What the World Needs Now
Scripture Reading: 2 Chronicles 14-17; Psalm 14
The LORD is with you while you are with him. If you seek him, he will be found by you, but if you forsake him, he will forsake you. For a long time Israel was without the true God, and without a teaching priest and without law, but when in their distress they turned to the LORD, the God of Israel, and sought him, he was found by them.
2 Chronicles 15:2–4
These words were spoken by Azariah to King Asa and the people of Judah during Asa’s reign. We should be cautious about turning this into a blanket promise for every believer under the New Covenant. To do so would ignore the promises of grace found in verses like, “I will never leave you nor forsake you,” and “If we are faithless, he remains faithful, for he cannot deny himself.”
Misapplying this text can turn it into law used in the wrong way.
Nevertheless, the principles behind Azariah’s words still matter. He wasn’t simply giving personal advice to Asa; he was reminding the king why the nation had fallen into such decline and distress, and why previous leaders had failed so badly.

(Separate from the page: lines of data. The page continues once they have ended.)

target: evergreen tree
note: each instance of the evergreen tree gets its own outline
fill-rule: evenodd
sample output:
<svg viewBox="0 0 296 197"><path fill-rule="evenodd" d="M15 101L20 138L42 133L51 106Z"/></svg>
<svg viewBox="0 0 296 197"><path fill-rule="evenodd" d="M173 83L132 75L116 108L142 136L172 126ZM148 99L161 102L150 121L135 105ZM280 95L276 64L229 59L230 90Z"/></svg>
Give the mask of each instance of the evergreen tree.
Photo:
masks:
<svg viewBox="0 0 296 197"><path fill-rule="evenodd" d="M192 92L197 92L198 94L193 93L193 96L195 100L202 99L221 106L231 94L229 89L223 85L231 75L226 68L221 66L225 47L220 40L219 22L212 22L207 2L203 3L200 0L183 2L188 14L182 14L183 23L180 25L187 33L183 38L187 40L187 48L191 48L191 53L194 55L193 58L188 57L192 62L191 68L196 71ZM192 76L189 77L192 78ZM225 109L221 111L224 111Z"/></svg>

The same principle applies today: when we live as practical atheists by ignoring God’s will, sidelining His Word, acting as if He’s irrelevant; we shouldn’t be shocked when life goes sideways. This isn’t a denial of grace; it’s a recognition that what Dietrich Bonhoeffer called “cheap grace” is real. Grace doesn’t exempt us from the consequences of living carelessly or faithlessly.
This passage also quietly reminds us of the things that make life work as it should, it states what the world needs now: a relationship with the true God, Jesus Christ, the guidance of His Word, and godly leadership. When those things are present, life tends to go better. When they’re absent, trouble tends to follow.
Thankfully, even when we stumble or drift, God invites us to seek Him, and when we do, just as in the days of Asa, “He will be found by you.”